The diner fell in love with this dish! Thus, “Saratoga Potato Chips” became extremely popular. The rest is history.
I am glad to present to you the second part of this article. In the first part, we discussed the birth of the toothbrush, windshield wiper, sewing machine, flashlight and potato chips. Here are a few more objects that have interesting invention stories. Continue reading to know more…!
6. Shopping Bag
This is something that I love. This is something that EVERY woman loves (including some men)! But I wonder how people carried their purchases back home before the shopping bag was invented!
In order to increase his sales, a grocery shop owner in Minnesota, USA started thinking. Walter Deubner realized that people bought only those items that could be easily carried home. So, he toiled for four long years to make the first shopping bag. Made of paper and a cord running through it, the bag could carry a weight of 34 kg! It was coined “Deubner Shopping Bag” and cost 5 cents (around 2 rupees). Without a doubt, it became a huge hit among the masses.
It is a popular belief that the first newspaper was started in 500 AD in Peking. It was named Tsing Pao (News of the Capital). This paper continued to be published until 1935. The Chinese Government released this, with the help of carved wooden blocks. The main objective of this newspaper was to publicise important events.
Also, there used to exist a Government newspaper in ancient Rome that recorded current events. It was called Acta Diuran (Daily Events).
8. Alarm Clock
Honestly speaking, I wish this invention was NEVER made! However, I am sure I would have been expelled from school had the alarm clock not existed.

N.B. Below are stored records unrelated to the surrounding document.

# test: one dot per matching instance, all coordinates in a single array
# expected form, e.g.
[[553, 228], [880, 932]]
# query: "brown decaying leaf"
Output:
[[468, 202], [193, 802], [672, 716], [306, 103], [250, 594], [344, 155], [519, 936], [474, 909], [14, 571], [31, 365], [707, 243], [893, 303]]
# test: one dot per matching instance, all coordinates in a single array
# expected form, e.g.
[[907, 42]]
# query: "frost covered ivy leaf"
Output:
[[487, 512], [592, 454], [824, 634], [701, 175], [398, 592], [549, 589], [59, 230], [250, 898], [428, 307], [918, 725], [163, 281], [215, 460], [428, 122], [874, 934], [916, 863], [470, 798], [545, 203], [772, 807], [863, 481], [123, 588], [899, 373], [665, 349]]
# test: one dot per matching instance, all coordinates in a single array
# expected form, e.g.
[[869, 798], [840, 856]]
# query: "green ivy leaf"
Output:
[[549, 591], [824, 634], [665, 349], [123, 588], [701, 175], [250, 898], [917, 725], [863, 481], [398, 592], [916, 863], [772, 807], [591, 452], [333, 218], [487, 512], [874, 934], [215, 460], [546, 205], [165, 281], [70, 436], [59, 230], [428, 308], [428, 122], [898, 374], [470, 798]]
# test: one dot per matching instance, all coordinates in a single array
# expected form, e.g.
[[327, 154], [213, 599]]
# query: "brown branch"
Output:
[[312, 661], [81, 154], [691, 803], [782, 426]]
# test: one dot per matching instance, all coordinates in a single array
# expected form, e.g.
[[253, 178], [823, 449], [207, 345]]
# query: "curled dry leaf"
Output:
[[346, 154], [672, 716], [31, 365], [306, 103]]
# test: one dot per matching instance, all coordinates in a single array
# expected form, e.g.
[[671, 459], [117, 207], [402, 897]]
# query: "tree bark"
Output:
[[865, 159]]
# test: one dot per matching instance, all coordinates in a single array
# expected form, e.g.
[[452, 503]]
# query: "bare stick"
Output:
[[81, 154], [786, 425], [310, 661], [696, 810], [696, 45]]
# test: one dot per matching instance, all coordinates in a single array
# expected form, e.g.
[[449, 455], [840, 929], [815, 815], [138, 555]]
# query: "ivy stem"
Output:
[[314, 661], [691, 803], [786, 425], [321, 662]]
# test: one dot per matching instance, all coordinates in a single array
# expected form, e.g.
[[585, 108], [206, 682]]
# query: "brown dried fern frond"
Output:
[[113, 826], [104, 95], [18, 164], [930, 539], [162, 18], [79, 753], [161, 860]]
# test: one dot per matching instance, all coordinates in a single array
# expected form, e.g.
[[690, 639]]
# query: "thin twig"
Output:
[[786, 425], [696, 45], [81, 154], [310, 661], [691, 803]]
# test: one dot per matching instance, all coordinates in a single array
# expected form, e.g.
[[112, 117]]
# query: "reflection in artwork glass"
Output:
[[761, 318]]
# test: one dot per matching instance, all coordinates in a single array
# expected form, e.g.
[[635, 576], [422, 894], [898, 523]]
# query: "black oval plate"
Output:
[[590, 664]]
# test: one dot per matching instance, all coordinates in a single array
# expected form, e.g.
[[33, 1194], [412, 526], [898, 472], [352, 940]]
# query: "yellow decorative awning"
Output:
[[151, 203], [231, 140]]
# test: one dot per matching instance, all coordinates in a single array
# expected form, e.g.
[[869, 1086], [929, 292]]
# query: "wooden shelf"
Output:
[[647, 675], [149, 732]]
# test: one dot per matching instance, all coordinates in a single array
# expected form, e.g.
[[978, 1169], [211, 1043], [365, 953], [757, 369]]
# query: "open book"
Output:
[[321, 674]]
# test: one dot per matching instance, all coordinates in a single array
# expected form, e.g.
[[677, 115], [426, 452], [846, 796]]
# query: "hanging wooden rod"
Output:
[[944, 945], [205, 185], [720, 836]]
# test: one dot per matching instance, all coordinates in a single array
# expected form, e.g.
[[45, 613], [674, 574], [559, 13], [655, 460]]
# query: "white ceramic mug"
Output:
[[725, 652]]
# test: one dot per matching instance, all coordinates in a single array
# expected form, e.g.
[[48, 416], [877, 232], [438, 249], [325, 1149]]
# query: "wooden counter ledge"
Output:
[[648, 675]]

The idea of an “alarm” was first born in a medieval monastery. The monks placed a lit candle between their toes before going to bed. When the flame touched their toes, they had no other option but to wake up! (How torturous is that?!)
In 1787, a New Hampshire clockmaker, Levi Hutchins, liked to wake up at 4 am every day (Really?). However, since there was nothing to wake him up, he sometimes overslept. So, he decided to fix an alarm to one of the clocks.
Hutchins took a wooden cabinet and placed the machine of one of his clocks in it. Then he fixed gear that tripped when the hour hand of the clock struck 4. The gear, in turn, set a bell to ring. Sadly, Hutchins never patented his alarm clock.
9. Gun Cotton
Christian Schonbien, a German chemist, was experimenting with nitric acid and sulphuric acid in his kitchen in 1845. His wife, Fran Schonbien, never allowed him to make her kitchen a laboratory. But she was not at home at that time, so Schonbien got to work.
However, Schonbien accidentally split some of the acids. He panicked thinking about how his wife would react if she found out. Schonbien quickly grabbed his wife’s cotton apron and cleaned the mess. He hung it over the stove so that it dried before his wife got home. On drying, the apron burned rapidly and vanished in a few seconds. Thus, Schonbien realized he had formed “nitrocellulose” or “guncotton.” This replaced the gun powder in all the military weapons. I think we should give ample credit to Schon Bien’s wife as well!
10. Tea Bag
Thomas Sullivan ran a wholesale tea business in New York. He wanted to expand his business by sending samples of tea to different customers.
In those days, people used “tea-bells” to brew tea. Like a bell in shape, it held some amount of tea leaves that were submerged in hot water.
Deriving his idea from the tea bell, Sullivan made bags of gauze, put different tea leaves inside and pinned the bags to cardboard. He dispatched these samples to customers. To his surprise, the customers wanted not only tea leaves but also his teabags! Of course, the rest is history.